I know I shouldn't change his temp too drastically.

How do I best raise the temp from 58 to 68, given that I can't set the thermostat lower? It takes about 1 hour for the tank water to warm up to 68 and its currently not warm, and he's in the cold bowl.

If I put him in the tank and warm it up over the next hour to 68 degrees will he suffer?

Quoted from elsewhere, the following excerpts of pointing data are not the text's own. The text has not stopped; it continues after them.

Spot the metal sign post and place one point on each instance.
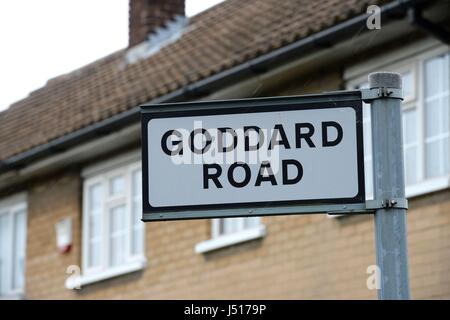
(389, 185)
(306, 156)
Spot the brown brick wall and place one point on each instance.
(309, 256)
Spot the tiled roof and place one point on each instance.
(218, 39)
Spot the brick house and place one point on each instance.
(70, 152)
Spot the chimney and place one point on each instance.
(147, 15)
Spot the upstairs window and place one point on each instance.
(425, 121)
(13, 230)
(230, 231)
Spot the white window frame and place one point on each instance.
(123, 165)
(410, 58)
(10, 206)
(243, 234)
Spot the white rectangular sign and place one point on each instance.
(269, 155)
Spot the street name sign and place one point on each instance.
(248, 157)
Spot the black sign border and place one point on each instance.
(350, 99)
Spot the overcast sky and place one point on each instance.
(41, 39)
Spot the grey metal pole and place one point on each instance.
(388, 177)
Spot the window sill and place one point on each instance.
(231, 239)
(78, 282)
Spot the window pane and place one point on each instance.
(445, 158)
(410, 165)
(432, 157)
(409, 126)
(19, 249)
(408, 84)
(434, 76)
(95, 253)
(368, 176)
(116, 185)
(137, 243)
(4, 252)
(231, 225)
(95, 197)
(95, 225)
(117, 235)
(437, 115)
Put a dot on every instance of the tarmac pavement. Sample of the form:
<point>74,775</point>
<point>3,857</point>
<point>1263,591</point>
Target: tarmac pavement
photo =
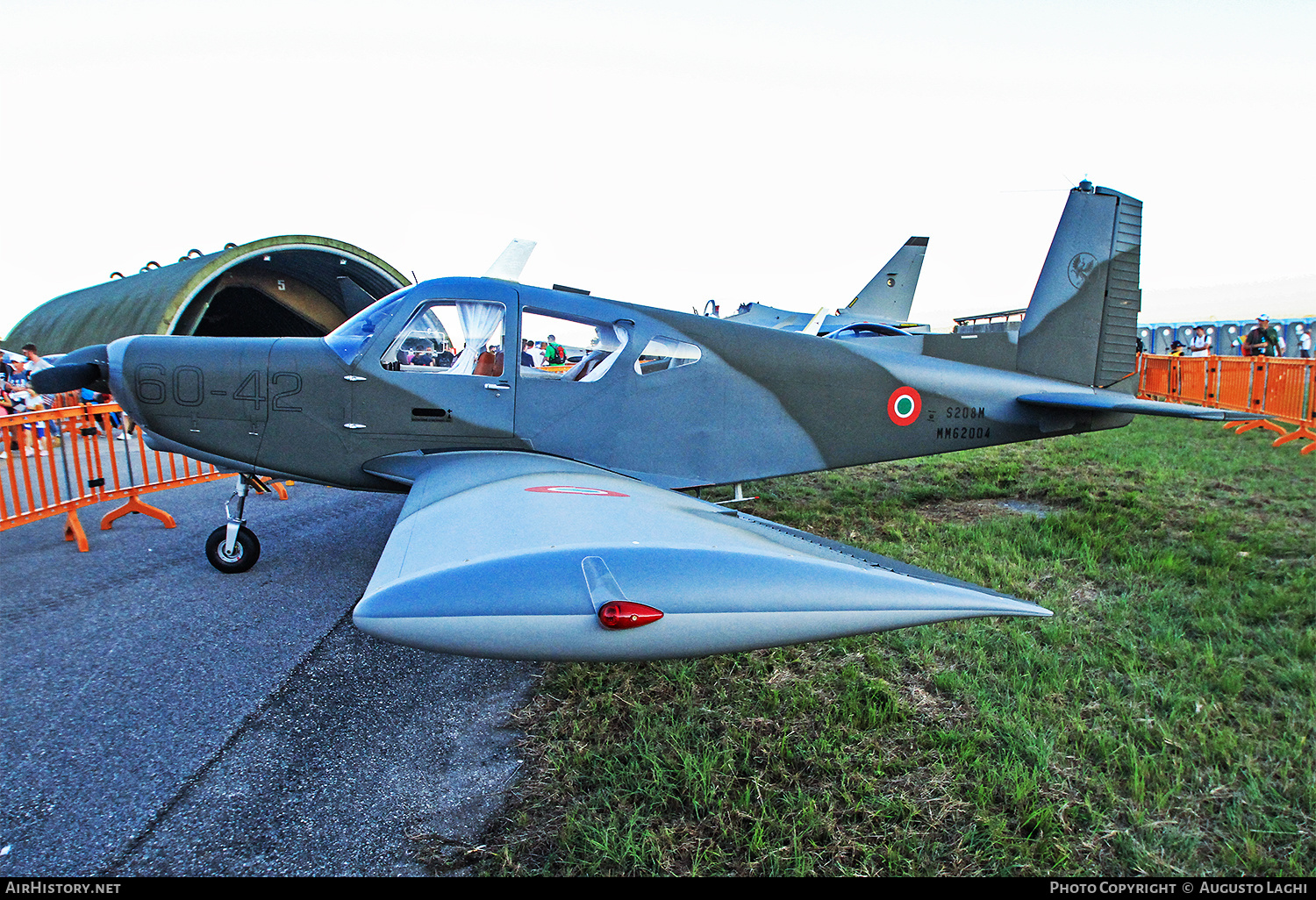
<point>158,718</point>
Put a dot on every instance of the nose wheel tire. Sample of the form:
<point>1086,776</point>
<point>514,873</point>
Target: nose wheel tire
<point>247,550</point>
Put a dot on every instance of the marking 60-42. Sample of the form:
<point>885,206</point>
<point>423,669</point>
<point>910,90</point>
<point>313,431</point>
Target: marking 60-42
<point>153,384</point>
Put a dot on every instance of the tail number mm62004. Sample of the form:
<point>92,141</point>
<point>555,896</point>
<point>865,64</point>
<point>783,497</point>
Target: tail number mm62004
<point>965,432</point>
<point>153,386</point>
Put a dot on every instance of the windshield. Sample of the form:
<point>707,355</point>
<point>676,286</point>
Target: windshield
<point>350,337</point>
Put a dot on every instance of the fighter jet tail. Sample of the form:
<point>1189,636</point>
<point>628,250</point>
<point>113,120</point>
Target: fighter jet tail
<point>889,296</point>
<point>1082,321</point>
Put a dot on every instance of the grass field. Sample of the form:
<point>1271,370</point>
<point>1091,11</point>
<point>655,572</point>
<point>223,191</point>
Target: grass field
<point>1161,723</point>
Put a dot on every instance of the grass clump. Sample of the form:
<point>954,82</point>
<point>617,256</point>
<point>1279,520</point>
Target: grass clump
<point>1161,723</point>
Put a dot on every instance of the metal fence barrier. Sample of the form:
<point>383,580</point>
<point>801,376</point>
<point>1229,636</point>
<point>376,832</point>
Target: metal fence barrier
<point>1276,387</point>
<point>58,461</point>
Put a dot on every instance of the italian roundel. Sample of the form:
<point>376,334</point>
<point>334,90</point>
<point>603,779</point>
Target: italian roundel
<point>571,489</point>
<point>905,405</point>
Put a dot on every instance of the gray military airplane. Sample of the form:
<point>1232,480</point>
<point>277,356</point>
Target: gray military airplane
<point>883,304</point>
<point>540,520</point>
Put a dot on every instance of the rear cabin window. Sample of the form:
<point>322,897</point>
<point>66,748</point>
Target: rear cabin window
<point>663,353</point>
<point>569,349</point>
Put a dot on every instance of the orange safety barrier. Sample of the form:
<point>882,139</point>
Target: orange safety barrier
<point>1276,387</point>
<point>75,461</point>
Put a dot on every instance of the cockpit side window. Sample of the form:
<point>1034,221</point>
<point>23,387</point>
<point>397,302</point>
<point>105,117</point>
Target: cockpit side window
<point>450,337</point>
<point>350,337</point>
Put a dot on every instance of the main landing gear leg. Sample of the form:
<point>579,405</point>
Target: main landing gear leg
<point>233,547</point>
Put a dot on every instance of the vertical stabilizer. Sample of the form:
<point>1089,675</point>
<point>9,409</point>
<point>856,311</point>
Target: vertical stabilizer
<point>1082,321</point>
<point>889,296</point>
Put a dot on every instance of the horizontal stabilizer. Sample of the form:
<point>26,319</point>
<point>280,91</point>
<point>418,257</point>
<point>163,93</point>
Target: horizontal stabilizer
<point>571,545</point>
<point>510,263</point>
<point>1111,402</point>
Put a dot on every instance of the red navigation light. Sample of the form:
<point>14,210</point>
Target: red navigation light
<point>624,613</point>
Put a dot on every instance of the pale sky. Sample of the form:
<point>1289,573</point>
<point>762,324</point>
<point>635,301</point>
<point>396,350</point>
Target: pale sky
<point>665,153</point>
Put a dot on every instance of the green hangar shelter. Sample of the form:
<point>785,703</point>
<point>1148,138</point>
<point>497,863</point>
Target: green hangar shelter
<point>290,286</point>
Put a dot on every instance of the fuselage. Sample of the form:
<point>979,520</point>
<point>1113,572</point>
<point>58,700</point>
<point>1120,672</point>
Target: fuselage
<point>674,399</point>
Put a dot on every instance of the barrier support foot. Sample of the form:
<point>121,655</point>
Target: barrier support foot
<point>1260,423</point>
<point>276,487</point>
<point>134,504</point>
<point>73,531</point>
<point>1292,436</point>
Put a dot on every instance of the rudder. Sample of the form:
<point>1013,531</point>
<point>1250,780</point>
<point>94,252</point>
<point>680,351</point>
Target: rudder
<point>1082,320</point>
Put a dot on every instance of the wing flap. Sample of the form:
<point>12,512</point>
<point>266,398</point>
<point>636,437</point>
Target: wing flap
<point>511,554</point>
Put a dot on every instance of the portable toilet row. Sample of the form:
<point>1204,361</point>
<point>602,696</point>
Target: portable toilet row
<point>1226,337</point>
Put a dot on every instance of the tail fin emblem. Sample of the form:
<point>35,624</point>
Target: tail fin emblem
<point>1081,268</point>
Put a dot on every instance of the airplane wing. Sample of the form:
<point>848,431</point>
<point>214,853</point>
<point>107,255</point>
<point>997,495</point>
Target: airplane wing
<point>1111,402</point>
<point>520,555</point>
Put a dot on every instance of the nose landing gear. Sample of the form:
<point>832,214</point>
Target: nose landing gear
<point>233,547</point>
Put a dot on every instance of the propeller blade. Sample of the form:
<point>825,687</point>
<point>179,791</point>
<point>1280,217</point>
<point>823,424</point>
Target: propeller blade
<point>57,379</point>
<point>86,368</point>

Advice gratefully received


----------



## shellieca (Jul 12, 2012)

Congrats on your new Betta & yay to you for doing research. I would remove him from the tank into a container you can float in his tank, do a water change on the tank with the new water being as close to the temp you want as you can get it, make sure you add conditioner, add the heater if you haven't already & turn it on. Float his container in the tank, only leave enough water in the container that he can comfortably swim around, add one tablespoon of the tank water to the container about every 15 minutes for an hour or more then release him. IMO, its no different than when you bring home a new one & want to add him to his new tank. Hope this makes sense, ask more questions if not.


----------



## Crowntails (Feb 12, 2013)

Raise it slowly over a whole day period of time. Your gonna need to get a stronger powered heater to raise the temp to 78 degrees where bettas like it best.


----------



## Nicpatmore (Feb 19, 2013)

Thanks. That's really helpful. We've started the process and are confident he'll be happy! Our heater goes way above 68, but I think I might leave it around that for a day so he doesn't have a 20degree jump all at once. Then I'll go up 2 per day til I reach 78.


----------